This November, Short Hills Provincial Park will again become a site of political turmoil. Tensions between Indigenous reconciliation and local protectionism concretize each year when Indigenous hunters exercise their treaty rights to a traditional deer harvest, which the park’s neighbours argue destroys the sanctity of the park. It is on this backdrop that the 2017 Festival of Readers (FOR) presents the workshop, Reading the TRC in Niagara, as well as a topical Dine with the Authors.
The Truth and Reconciliation Commission [TRC] was a government initiative to investigate experiences of Indigenous people in residential schools. Their final report was released in 2015, and is a foundational text in the Niagara region. Reading the TRC will feature this text, as well as an audio work entitled Graciously Pleased, by Elizabeth Chitty. Chitty’s work explores the meaning of the 1701 Nanfan Treaty, which governs the Short Hills harvest. Reading the TRC will be led by Celeste Smith, Haudenosaunee, Oneida of the Six Nations of Grand River Territory.
These texts are relevant to FOR given the geographic and temporal proximity to the Short Hills harvest. Since 2013, the Haudenosaunee Wildlife and Habitat Authority and Parks Canada have negotiated agreements for Indigenous people to exercise their treaty hunting rights. These agreements ensure that hunters have access to their land and traditional practices. Each year, participating hunters are greeted at the entrance to Short Hills by a small group of vocal protestors with a “not in my backyard” approach to the treaty harvest. These protestors have the support of local police authorities, and they cause significant inconvenience. Their tactics include graphic posters, extremist chants, targeted individual harassment, intimidation tactics such as counting the number of people in vehicles entering the park, and, at times, maintaining illegal blockades to delay access to the land.

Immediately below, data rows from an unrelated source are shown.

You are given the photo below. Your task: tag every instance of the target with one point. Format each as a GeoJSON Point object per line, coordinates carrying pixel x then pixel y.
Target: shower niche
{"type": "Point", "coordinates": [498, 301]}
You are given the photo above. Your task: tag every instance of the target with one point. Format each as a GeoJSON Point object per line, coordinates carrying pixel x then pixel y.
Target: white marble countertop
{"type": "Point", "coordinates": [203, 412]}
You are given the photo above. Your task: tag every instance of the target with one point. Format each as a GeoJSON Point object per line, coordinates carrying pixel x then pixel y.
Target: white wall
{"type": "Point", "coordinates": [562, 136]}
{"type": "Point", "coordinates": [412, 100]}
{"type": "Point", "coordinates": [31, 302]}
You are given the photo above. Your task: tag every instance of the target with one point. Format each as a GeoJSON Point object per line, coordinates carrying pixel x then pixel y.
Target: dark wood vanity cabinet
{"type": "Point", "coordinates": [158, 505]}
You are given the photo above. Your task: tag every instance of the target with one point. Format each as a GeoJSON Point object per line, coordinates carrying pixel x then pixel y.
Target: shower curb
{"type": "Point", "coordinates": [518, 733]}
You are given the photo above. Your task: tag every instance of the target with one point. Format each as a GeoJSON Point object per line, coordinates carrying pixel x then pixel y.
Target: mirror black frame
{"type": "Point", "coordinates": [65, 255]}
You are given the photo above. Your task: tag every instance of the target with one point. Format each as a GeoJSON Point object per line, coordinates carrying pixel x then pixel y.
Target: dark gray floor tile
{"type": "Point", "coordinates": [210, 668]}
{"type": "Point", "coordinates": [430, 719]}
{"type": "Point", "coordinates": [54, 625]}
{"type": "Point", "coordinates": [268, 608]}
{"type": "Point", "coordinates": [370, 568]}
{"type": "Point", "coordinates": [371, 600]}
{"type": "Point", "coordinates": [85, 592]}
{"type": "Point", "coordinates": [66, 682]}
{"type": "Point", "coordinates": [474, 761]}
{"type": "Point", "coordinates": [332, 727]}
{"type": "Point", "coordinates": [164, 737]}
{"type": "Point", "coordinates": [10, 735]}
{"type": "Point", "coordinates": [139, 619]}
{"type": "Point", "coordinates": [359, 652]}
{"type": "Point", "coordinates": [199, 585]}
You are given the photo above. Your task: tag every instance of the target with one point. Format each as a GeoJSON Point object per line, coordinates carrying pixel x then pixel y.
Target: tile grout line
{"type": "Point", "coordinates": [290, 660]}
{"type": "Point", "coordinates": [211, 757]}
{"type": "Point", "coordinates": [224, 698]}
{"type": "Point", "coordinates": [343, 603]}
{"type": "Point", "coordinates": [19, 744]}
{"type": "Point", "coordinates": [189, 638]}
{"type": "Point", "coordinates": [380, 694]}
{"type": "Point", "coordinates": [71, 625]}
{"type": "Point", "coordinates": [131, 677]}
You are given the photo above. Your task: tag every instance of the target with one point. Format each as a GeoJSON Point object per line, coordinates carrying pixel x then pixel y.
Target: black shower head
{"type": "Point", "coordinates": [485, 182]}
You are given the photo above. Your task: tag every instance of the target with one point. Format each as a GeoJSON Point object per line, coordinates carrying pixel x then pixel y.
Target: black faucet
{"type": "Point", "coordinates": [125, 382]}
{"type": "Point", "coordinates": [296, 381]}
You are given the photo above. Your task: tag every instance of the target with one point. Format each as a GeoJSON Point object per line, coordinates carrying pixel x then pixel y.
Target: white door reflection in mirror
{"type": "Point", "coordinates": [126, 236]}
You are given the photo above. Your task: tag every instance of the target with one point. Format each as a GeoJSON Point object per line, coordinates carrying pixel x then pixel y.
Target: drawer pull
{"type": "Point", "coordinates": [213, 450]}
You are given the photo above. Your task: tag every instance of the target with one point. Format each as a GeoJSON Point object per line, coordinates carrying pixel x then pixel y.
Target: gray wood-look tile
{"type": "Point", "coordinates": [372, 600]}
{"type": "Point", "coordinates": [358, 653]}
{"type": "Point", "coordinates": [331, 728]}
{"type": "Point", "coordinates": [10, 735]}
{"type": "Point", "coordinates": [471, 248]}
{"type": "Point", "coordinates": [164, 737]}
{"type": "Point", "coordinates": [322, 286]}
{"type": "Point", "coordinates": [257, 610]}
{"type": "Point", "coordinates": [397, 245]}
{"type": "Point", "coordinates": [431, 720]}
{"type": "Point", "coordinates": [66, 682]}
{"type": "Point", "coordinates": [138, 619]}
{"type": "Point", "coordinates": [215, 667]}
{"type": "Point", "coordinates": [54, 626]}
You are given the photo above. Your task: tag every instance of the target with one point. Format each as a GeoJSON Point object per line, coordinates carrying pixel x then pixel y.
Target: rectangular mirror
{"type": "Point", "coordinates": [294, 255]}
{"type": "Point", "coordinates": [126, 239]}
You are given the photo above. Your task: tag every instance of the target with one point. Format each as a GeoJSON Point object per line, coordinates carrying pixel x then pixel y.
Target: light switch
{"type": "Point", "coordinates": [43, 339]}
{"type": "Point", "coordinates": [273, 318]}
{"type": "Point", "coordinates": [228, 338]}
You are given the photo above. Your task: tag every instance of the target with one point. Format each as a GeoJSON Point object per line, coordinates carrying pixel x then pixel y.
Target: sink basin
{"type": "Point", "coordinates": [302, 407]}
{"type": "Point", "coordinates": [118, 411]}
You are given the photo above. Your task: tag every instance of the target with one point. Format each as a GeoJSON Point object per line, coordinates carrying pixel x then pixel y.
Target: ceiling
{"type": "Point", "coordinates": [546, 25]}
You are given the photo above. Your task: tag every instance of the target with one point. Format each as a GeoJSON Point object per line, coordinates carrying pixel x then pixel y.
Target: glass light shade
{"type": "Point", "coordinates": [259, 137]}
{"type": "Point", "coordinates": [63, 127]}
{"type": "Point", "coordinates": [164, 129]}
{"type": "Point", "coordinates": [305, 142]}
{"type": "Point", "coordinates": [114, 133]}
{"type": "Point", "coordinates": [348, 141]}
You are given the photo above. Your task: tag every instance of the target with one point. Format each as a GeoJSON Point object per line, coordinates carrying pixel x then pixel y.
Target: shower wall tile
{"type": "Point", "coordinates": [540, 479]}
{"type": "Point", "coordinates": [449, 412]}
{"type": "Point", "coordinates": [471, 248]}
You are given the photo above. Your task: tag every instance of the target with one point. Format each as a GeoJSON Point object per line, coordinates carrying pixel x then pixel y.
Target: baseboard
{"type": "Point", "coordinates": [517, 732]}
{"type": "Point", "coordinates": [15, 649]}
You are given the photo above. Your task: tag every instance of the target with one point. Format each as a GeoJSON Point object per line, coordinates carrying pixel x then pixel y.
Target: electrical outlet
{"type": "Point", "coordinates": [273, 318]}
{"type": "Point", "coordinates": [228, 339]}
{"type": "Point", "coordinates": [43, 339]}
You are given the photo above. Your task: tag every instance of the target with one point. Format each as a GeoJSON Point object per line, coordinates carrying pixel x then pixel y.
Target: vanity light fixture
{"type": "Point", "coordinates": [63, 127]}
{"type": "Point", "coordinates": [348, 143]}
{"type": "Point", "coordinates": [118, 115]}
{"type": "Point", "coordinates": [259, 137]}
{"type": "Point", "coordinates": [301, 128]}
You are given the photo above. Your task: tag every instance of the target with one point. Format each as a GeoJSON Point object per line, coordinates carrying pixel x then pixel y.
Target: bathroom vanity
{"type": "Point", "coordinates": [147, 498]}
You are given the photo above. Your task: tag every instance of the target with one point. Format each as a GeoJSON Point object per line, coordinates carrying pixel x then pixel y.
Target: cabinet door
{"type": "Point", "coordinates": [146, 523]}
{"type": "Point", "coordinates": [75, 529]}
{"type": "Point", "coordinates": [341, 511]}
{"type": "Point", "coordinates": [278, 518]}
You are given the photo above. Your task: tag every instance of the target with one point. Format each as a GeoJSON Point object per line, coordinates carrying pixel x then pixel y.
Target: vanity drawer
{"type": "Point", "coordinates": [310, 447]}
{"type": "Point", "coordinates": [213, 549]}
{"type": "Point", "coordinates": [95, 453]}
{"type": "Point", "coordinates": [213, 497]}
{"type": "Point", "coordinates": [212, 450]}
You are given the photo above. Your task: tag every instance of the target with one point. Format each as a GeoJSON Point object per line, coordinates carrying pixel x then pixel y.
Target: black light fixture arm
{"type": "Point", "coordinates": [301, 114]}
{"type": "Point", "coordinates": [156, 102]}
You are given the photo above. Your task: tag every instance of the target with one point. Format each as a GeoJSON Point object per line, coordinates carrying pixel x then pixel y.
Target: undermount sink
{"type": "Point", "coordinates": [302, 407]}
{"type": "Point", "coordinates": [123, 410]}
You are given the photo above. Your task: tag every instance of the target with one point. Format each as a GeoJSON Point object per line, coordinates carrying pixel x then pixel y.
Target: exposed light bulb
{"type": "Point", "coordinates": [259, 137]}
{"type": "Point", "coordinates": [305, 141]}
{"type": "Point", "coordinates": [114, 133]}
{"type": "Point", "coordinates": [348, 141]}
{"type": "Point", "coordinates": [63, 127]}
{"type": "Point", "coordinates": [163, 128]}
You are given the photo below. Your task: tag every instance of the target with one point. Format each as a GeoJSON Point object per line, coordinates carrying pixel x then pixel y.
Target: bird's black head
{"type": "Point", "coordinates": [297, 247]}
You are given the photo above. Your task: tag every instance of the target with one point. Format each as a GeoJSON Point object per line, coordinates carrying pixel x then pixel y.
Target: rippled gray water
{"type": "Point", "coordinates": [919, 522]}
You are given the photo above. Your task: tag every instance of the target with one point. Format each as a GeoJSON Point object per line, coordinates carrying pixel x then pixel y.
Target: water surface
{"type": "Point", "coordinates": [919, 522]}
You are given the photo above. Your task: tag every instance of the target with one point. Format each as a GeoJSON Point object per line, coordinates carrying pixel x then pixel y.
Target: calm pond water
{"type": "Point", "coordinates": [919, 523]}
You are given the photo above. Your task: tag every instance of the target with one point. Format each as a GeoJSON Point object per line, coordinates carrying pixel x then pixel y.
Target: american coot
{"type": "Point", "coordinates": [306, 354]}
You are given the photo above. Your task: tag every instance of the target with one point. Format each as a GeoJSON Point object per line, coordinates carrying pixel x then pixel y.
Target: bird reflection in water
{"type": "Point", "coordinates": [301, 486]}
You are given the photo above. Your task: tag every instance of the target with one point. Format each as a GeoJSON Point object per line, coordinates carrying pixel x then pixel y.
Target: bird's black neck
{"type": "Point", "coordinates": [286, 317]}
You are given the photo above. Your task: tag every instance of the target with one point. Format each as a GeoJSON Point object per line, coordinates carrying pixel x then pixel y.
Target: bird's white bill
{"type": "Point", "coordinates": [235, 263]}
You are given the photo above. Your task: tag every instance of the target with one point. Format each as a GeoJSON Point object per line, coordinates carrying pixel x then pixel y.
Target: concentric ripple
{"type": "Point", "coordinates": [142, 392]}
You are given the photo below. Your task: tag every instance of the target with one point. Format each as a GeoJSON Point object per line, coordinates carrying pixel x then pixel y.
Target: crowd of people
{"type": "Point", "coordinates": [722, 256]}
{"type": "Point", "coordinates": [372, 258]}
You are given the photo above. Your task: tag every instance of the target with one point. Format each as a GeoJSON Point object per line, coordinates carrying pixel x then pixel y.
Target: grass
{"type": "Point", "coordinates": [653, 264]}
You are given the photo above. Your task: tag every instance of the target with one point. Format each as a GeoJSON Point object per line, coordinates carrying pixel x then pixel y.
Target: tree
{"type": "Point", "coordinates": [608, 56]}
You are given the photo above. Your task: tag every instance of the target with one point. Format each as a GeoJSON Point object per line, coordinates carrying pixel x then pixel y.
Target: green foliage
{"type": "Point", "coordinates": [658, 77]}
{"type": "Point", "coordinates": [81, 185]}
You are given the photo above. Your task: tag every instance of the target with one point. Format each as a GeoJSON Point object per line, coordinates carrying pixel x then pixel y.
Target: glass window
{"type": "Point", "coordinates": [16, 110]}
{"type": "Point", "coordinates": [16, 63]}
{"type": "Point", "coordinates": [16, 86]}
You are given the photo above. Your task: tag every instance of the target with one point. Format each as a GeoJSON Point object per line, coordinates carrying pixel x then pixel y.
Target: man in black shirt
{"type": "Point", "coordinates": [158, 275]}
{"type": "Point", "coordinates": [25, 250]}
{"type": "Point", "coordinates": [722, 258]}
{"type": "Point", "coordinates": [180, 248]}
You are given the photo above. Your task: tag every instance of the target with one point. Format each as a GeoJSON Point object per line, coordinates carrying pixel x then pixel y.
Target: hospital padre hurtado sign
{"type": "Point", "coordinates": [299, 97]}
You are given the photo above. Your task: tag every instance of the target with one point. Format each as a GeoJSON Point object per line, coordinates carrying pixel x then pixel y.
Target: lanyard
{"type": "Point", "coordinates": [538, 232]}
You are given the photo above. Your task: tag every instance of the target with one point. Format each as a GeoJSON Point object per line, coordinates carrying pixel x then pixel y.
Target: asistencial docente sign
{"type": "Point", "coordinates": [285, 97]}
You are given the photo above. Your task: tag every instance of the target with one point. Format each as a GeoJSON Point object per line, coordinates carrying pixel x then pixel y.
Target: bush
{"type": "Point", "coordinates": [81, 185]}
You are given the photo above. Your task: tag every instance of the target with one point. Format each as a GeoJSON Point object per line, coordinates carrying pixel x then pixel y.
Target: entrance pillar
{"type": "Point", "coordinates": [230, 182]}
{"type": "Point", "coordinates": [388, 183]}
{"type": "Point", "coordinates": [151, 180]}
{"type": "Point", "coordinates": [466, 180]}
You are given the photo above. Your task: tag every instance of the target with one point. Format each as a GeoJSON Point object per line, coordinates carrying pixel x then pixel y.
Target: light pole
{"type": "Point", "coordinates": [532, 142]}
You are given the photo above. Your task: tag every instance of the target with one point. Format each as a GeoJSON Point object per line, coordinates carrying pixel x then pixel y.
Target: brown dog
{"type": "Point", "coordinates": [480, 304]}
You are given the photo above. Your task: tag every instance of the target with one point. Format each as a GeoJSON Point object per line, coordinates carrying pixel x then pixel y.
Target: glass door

The racist tone of these protests is thinly veiled under a guise of animal rights activism, which is the cause of significant debate for those involved in veganism and animal rights work, settler and Indigenous alike. It is for this reason that FOR has teamed up with Niagara VegFest to present this year’s Dine with the Authors on Saturday, November 4 at Oddfellows. This dinner will feature vegan food from local favourites Rise Above and Mahtay Café, and live ukulele folk rock from the Leafy Greens. A panel discussion will accompany the meal, featuring Métis scholars Lisa Monchalin and Renée Monchalin (featured in image). Joining them will be the artistic director of FOR, Gregory Betts. The discussion will explore ethical tensions between the vegan ethos and (de)colonialism.
Two Montréal-based authors will have the final word. Kaie Kellough is “word-sound systemizer,” interested in challenging colonial legacy by attending to material properties of language, and Will McClelland is the author of The Minted, his first novel, which is a Canadian-to-the-core dystopian novel about a futuristic animal rebellion.